Yol uzun, yol çetin. Aşmamız gereken çok engel var. Olması gerekene bakıp, varmamız gereken menzile bakıp hâlimizden ötürü ümitsizliğe düşmek yerine, aşabilmek, olgunlaşabilmek için çareler üretmek zorundayız. Yol belli, nizam belli… Allâh’ın sistemi/sünneti belli. Fakat biz o reçetelere uymaya çalışırken kandırılıyoruz. Reçeteye uyanın selâmete kavuşacağı âşikâr. Fakat reçeteye uymamızdaki engeller neler? Bu mânâda kendimizi tefekkür etmedikçe, yardım dilemedikçe, hidâyet istemedikçe, kısacası gönlümüzün meyli âhiret odaklı, mânâ odaklı olmadıkça, türlü bahanelerle avunup olduğumuz yerde saymaya devam edeceğiz.
İnsanoğlu bir anda “kadere rızâ” makamına ulaşabilir mi? Her mevzuda teslîmiyet gösteren birine dönüşebilir mi? Bu, bir olgunlaşma dönemidir. Ama mü’min için en temelinde şu vardır:
“-Evet üzüldüm, evet endişe ediyorum, evet daralıyorum, evet çok zor durumdayım. Ama bunları da yaratan Allah... Kim ne yaparsa yapsın, O’nun hükmünden başka bir şey olmayacak! Allah merhamet sahibidir, Allah âdildir.”
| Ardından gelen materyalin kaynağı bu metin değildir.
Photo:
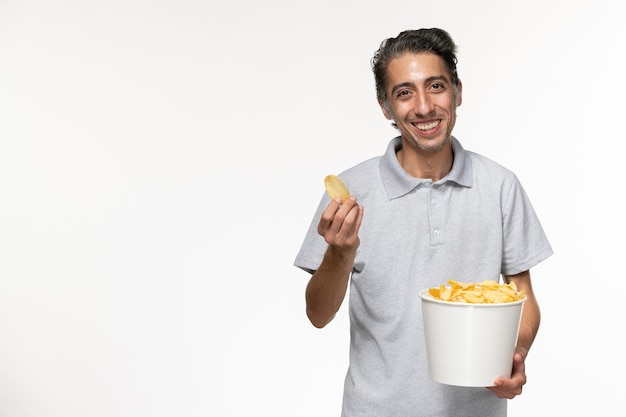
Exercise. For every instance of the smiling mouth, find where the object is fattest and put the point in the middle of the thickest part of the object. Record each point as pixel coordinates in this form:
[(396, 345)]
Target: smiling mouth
[(427, 126)]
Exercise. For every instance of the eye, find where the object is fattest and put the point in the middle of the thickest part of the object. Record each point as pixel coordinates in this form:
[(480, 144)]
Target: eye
[(403, 93)]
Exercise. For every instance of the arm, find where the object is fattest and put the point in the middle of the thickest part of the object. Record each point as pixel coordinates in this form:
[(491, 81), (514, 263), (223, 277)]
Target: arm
[(529, 325), (339, 225)]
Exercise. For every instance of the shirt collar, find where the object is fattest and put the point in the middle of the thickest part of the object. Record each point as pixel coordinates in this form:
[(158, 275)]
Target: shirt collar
[(398, 183)]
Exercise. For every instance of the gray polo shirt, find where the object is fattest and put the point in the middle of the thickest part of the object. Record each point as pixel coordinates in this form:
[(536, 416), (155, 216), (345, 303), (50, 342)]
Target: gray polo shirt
[(475, 224)]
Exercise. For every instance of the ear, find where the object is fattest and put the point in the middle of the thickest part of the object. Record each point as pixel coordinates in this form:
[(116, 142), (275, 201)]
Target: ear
[(385, 110)]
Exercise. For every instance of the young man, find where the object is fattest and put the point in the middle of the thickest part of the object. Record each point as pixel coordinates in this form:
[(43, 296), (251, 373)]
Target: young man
[(427, 211)]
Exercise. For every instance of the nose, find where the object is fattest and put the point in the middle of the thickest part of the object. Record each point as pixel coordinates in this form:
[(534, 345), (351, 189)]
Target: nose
[(423, 104)]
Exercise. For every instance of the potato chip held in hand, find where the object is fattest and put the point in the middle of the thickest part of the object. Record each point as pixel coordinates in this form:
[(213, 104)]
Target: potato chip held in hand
[(485, 292), (336, 188)]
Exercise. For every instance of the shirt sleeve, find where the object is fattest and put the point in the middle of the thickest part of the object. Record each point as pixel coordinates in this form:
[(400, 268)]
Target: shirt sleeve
[(525, 243)]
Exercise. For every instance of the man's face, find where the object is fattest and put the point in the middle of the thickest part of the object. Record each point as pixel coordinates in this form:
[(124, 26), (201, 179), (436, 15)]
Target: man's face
[(422, 100)]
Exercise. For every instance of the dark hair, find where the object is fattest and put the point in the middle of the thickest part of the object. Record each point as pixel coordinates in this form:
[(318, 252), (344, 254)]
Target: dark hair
[(434, 40)]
İsyan etmek yerine, bu mânâdaki bilgi ve his eksiklerimizi tamamlamak zorundayız.
“Kalbinde Allâh’ın rızâsına ulaşma isteği olan kişi, yolun yarısını tamamlamış demektir.” buyuruyor İmâm-ı Rabbânî…
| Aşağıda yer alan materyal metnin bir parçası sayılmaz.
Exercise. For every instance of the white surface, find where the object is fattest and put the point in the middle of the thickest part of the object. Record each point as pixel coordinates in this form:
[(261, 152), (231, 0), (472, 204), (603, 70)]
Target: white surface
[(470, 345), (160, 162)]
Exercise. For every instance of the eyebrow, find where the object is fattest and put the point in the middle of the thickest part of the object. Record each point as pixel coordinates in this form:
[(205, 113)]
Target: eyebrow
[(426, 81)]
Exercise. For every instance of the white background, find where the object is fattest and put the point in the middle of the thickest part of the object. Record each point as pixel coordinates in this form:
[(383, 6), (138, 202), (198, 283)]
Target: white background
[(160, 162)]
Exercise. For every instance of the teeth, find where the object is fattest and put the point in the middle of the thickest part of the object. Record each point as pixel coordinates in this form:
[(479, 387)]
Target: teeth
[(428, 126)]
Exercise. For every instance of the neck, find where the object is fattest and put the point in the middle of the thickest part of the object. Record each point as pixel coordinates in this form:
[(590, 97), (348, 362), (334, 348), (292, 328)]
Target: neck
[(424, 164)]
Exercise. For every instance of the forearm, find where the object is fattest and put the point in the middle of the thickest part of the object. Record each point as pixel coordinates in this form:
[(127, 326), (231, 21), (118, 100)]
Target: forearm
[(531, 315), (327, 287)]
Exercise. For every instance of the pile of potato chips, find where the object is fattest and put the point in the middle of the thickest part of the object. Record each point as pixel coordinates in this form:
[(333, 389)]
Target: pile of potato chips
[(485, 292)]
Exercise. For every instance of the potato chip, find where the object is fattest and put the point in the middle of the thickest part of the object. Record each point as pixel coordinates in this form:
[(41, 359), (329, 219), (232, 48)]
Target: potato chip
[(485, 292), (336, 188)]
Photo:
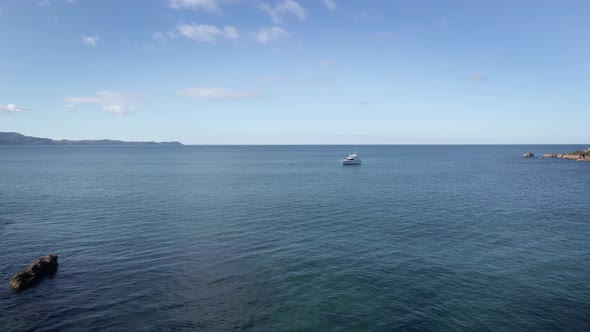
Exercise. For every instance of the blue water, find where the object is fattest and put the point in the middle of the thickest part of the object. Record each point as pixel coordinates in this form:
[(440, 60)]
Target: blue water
[(283, 238)]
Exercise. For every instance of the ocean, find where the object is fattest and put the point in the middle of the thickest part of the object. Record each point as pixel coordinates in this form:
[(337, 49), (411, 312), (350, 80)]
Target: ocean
[(284, 238)]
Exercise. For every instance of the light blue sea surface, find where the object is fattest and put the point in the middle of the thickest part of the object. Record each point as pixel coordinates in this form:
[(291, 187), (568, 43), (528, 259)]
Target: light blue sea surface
[(283, 238)]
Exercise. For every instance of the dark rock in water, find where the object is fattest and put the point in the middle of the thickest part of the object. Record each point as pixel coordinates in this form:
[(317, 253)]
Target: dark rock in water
[(42, 266), (575, 155)]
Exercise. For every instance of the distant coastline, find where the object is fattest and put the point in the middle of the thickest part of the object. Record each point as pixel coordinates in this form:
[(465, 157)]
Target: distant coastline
[(11, 138)]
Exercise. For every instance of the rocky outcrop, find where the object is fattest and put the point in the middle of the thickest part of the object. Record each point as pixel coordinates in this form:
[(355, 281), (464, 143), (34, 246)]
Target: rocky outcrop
[(576, 155), (41, 267)]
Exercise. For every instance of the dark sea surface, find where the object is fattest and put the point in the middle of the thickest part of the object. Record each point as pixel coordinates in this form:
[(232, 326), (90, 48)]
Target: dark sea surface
[(283, 238)]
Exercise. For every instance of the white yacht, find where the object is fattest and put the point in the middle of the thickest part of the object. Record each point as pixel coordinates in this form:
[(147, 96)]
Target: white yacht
[(352, 159)]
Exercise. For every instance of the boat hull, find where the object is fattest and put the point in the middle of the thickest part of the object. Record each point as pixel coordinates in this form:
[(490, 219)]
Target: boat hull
[(350, 162)]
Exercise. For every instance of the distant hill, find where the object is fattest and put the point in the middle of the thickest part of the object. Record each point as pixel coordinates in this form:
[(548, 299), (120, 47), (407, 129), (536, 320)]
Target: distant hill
[(19, 139)]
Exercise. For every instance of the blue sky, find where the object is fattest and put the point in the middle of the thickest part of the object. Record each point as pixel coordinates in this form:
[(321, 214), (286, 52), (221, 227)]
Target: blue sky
[(297, 72)]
Demek ki önce kalbimizin isteklerine dikkat edeceğiz. Sürekli mâneviyat âleminde tazelenmeye gayret edeceğiz.
Bu yolculukta dilimizden ve zihnimizden düşürmeyeceğimiz, âdeta sığınacak bir liman vasfındaki şu âyetleri de yoldaşımız, en büyük desteğimiz olarak gönlümüzün heybesinde dâim tutacağız:
“…Şâhit olarak Allah yeter.” (el-Fetih, 28)
“…Yardımcı olarak Allah yeter.” (en-Nisâ, 45)
“…Hesap sorucu olarak Allah yeter.” (el-Ahzâb, 39)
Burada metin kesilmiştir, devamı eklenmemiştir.